I like David's approach of passing Class to toArray().  I also didn't mind the approach of passing a factory interface where you could use a lambda.

Then when I saw the example code below with a new Integer[0] array in a static variable, I remembered how many times I've written this kind of code over the years with static empty arrays and started thinking.

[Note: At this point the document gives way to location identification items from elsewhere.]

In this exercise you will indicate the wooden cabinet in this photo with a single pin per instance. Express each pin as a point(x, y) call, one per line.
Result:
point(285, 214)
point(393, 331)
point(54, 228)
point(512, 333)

Could we add the following methods to the Class class?

T[] emptyArray()
T[] newArray(int size)

I may be missing something simple in Java's static type system somewhere that makes this not possible, but imagine if we could write the following:

Integer.class.emptyArray() 

or 

Integer.class.newArray(0) 

and they returned the same static instance (held in the class of course), which would be possible because the empty array is immutable.  This would be an improvement even with the current T[] toArray(T[]) cases because we could forever get rid of spurious empty array creation.

Someone please wake me up if this is just an unfortunate pipe dream.


From: lambda-libs-spec-experts-bounces at openjdk.java.net [mailto:lambda-libs-spec-experts-bounces at openjdk.java.net] On Behalf Of Joshua Bloch
Sent: Wednesday, September 19, 2012 8:12 PM
To: David M. Lloyd
Cc: lambda-libs-spec-experts at openjdk.java.net
Subject: Re: ArrayFactory SAM type / toArray

David,

On Wed, Sep 19, 2012 at 4:45 PM, David M. Lloyd <david.lloyd at redhat.com> wrote:

It should be:

  <S super T> S[] toArray(Class<S> clazz);

Actually we considered and rejected that parameterization  back in '03 (if memory serves).  Sometimes the client knows more about the contents of the array than the compiler does.  So, for example, suppose you know that a Collection<Number> contains only Integers.  Then you might write:

    private static final Integer[] EMPTY_INTEGER_ARRAY = new Integer[0];
    ...

    Collection<Number> c = ... ;

    ...

    Integer[] a = c.toArray(EMPTY_INTEGER_ARRAY);

The type system can't prove that the call won't result in an ArrayStoreException, but you (the programmer) know that it won't.  Perhaps we made the wrong decision, but it was a conscious decision.